Azotea de empresa de alimentos con sistema de enfriamiento industrial

Sin duda, poder disfrutar de alimentos en diferentes estaciones del año es posible con los métodos de refrigeración y conservación, los cuales han sido un éxito total, sobre todo gracias a la aplicación de la cadena de frío en sus diferentes etapas, como la producción, la distribución y el almacenamiento finalizando con la venta.

El control de la temperatura en estas etapas es, de hecho, un requisito esencial para garantizar la seguridad y la calidad de los alimentos refrigerados y congelados en cumplimiento de las directivas legales y las normas de producción.

En los procesos de producción de alimentos congelados y refrigerados, es esencial garantizar un alto nivel de higiene en todas las fases de producción, congelando los productos rápidamente después de su preparación.

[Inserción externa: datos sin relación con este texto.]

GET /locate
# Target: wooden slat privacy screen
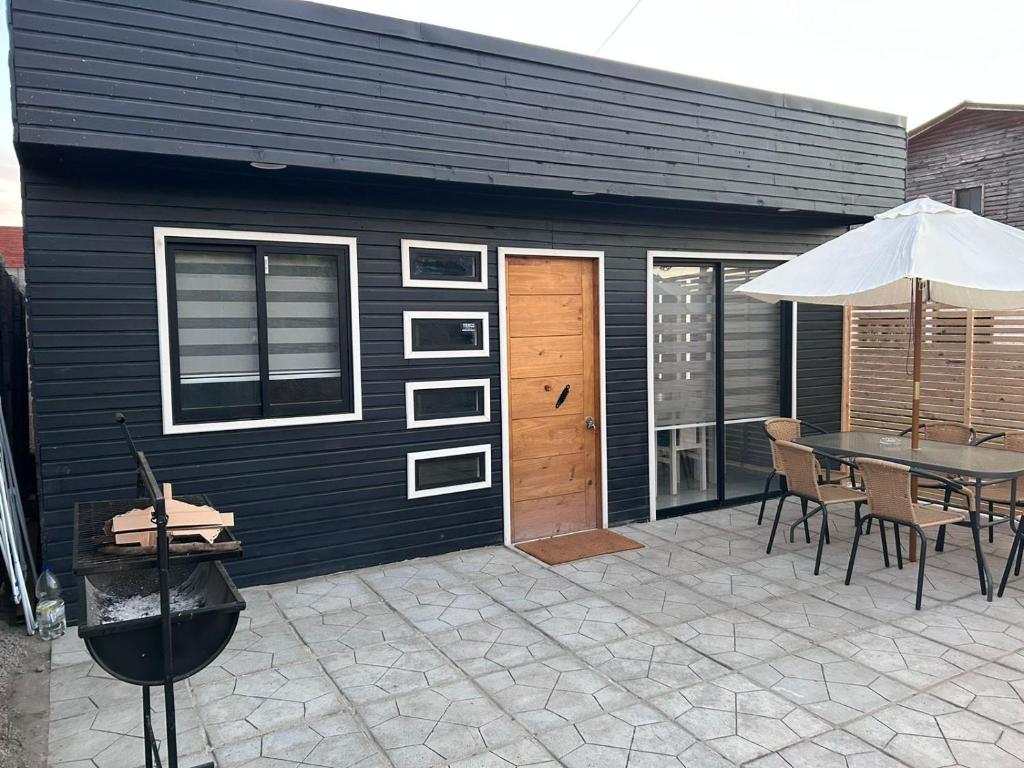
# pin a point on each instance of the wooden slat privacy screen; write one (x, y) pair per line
(973, 369)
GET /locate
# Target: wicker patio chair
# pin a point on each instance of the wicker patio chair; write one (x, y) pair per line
(801, 472)
(889, 500)
(790, 429)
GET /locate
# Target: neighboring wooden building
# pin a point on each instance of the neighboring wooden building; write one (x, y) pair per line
(972, 157)
(384, 290)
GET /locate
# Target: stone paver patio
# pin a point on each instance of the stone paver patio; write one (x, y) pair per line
(697, 650)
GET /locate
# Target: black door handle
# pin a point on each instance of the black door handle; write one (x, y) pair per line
(562, 397)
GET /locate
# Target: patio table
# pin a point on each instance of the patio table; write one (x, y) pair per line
(980, 466)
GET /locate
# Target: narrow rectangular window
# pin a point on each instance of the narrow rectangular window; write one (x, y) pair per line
(432, 264)
(971, 199)
(445, 335)
(257, 332)
(449, 471)
(434, 403)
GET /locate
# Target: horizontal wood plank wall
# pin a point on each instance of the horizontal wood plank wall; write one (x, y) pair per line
(312, 85)
(322, 498)
(975, 147)
(973, 369)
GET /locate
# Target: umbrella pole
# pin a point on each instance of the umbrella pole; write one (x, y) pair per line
(919, 338)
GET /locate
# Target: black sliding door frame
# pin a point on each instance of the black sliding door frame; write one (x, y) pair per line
(719, 263)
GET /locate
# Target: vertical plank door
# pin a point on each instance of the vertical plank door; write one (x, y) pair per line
(554, 395)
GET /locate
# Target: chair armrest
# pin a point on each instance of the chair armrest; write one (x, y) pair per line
(992, 436)
(947, 481)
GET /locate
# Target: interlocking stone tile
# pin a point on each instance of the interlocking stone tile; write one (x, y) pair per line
(530, 588)
(255, 649)
(553, 692)
(871, 598)
(832, 686)
(524, 754)
(651, 664)
(379, 671)
(312, 597)
(637, 735)
(733, 586)
(441, 609)
(729, 550)
(992, 690)
(336, 741)
(739, 719)
(436, 726)
(604, 573)
(805, 614)
(496, 644)
(925, 731)
(794, 571)
(837, 749)
(485, 562)
(736, 639)
(940, 584)
(251, 706)
(681, 529)
(409, 579)
(589, 621)
(665, 602)
(735, 520)
(903, 655)
(967, 631)
(670, 560)
(355, 628)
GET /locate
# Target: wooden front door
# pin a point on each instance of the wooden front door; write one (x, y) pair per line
(554, 395)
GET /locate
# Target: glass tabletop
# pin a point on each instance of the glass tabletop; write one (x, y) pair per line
(970, 461)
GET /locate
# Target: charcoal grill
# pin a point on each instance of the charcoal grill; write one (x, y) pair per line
(154, 647)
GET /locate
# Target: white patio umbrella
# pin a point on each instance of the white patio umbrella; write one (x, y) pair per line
(920, 249)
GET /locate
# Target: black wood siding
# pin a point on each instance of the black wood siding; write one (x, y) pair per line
(318, 86)
(975, 147)
(819, 365)
(331, 497)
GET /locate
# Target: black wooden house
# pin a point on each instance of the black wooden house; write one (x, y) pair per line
(384, 290)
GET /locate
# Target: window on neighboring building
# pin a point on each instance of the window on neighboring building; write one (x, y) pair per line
(970, 198)
(259, 332)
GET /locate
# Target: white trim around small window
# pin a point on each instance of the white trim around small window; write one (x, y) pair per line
(408, 281)
(160, 237)
(413, 459)
(412, 387)
(414, 314)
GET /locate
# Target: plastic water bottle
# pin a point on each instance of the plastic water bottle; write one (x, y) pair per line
(50, 617)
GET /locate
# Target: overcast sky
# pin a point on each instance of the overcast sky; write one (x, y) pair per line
(913, 57)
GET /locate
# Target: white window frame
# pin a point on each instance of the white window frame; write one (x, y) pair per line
(409, 282)
(410, 314)
(698, 256)
(412, 459)
(414, 386)
(160, 236)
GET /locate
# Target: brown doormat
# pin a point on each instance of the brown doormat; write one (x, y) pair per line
(570, 547)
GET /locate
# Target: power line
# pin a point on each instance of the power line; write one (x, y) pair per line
(617, 27)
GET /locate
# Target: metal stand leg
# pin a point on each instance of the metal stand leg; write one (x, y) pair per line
(921, 564)
(774, 525)
(853, 550)
(764, 496)
(821, 538)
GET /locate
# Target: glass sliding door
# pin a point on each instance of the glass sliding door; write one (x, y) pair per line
(752, 381)
(685, 365)
(720, 369)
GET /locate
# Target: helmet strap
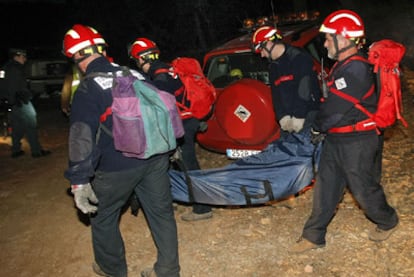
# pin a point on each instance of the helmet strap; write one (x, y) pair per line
(351, 45)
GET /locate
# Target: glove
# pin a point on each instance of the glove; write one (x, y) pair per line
(317, 137)
(286, 123)
(297, 124)
(203, 127)
(84, 195)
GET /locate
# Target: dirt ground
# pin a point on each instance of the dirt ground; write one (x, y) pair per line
(42, 234)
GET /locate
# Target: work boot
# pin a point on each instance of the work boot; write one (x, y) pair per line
(17, 154)
(148, 272)
(191, 216)
(377, 234)
(97, 269)
(303, 245)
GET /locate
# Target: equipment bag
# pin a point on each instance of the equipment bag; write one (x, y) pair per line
(385, 55)
(198, 93)
(145, 120)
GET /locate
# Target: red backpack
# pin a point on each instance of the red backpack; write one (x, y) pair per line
(197, 90)
(385, 55)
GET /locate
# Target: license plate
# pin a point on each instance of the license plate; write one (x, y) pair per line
(240, 153)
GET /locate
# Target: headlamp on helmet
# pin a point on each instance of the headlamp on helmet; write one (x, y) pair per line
(264, 34)
(145, 49)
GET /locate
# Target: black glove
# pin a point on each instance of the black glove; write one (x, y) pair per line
(84, 196)
(317, 137)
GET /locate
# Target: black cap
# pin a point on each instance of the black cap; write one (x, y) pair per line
(17, 52)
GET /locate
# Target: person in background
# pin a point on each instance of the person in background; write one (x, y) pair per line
(72, 81)
(23, 118)
(70, 84)
(294, 83)
(351, 145)
(146, 55)
(102, 179)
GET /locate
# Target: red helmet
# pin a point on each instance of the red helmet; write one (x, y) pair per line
(345, 23)
(264, 34)
(144, 48)
(80, 37)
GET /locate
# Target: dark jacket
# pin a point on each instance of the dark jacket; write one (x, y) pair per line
(17, 91)
(294, 84)
(86, 156)
(354, 78)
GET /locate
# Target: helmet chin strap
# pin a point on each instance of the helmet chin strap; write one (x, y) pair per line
(269, 51)
(337, 51)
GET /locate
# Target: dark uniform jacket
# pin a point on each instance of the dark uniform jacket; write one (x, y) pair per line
(294, 84)
(355, 78)
(86, 153)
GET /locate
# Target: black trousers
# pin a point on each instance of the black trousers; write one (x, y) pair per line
(353, 162)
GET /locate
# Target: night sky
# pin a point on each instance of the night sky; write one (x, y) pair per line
(42, 24)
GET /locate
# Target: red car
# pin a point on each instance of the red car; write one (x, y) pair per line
(243, 121)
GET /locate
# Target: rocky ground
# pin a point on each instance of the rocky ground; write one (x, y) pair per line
(41, 233)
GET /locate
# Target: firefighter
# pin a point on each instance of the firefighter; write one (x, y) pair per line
(98, 172)
(350, 150)
(294, 83)
(146, 53)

Es fundamental garantizar que el traslado de productos refrigerados o congelados se realice sin interrupciones en la cadena de frío, especialmente en los camiones de distribución, en las cavas de refrigeración y en las cámaras frigoríficas de los mostradores de venta hasta el consumo final.

Por lo tanto, es esencial que la cadena de frío sea constante, por lo que la principal herramienta utilizada para verificar el cumplimiento de esta cadena es la supervisión continua de la temperatura en cada etapa.

Las fases de la cadena de frío y su importancia 

La cadena de frío comienza con el productor, continúa con la fase de almacenamiento en plataformas refrigeradas, sigue con la fase de transporte hasta los almacenes de venta y los mostradores refrigerados de los puntos de venta y termina con los frigoríficos de los consumidores finales, el cumplimiento de la normativa es importante para cada eslabón de la cadena de frío.

1. Producción

La medición de la temperatura en el núcleo del producto, al salir de las líneas de envasado, es necesaria para determinar el tiempo necesario para alcanzar la temperatura indicada en el envase.

Tras los controles físicos, químicos y bacteriológicos, los productos alimentarios sensibles a la temperatura, sean frescos o congelados, se manipulan en un entorno refrigerado y luego se almacenan en almacenes de temperatura controlada.

2. Almacenamiento

El almacenamiento de productos en la cava de almacenamiento en frío garantiza la reducción total de la temperatura en el corazón del producto alimentario y el mismo entorno puede utilizarse también para la preparación de pedidos. 

Dependiendo del tipo de producto, también hay que garantizar la temperatura ideal y las condiciones higiénicas de los contenedores y los envases; las zonas de carga también deben tener la temperatura controlada y posiblemente, ser adyacentes a la sala de logística.

3. Transporte

Esta fase es de crucial importancia para la cadena de frío. De hecho, los vehículos deben presentarse con los frigoríficos ya a temperatura y garantizar que esta se respete y mantenga durante el transporte a los puntos de venta de la distribución, esto se hace mediante el uso de instrumentos que permiten a los operarios mantener bajo control la temperatura del aire del compartimento.

¿Cómo tener el control de la cadena de frío?

Cada una de las fases descritas anteriormente están planificadas y organizadas para preservar la calidad de los productos, el personal de supervisión de la cadena están llamados a utilizar todas las herramientas a su disposición para verificar que los procedimientos se llevan a cabo correctamente. 

En particular, la temperatura en el interior de los medios de transporte y de las cámaras de refrigeración debe supervisarse continuamente mediante el control y el registro de la temperatura.

Otro control para proteger la integridad de la mercancía puede realizarse midiendo la temperatura en el núcleo del producto con un termómetro especial.

Por último, el control de la temperatura mediante sensores requiere una programación estricta de los instrumentos, así como el cumplimiento de la normativa, para garantizar la protección frente a eventos que puedan provocar la corrupción del producto.

La tarea de un operador logístico entonces es gestionar la cadena de frío en las fases de su competencia, asegurando el respeto y la correcta ejecución de todos los procedimientos necesarios para el proceso de almacenamiento y transporte de productos a temperatura controlada, para proteger a los clientes y consumidores finales.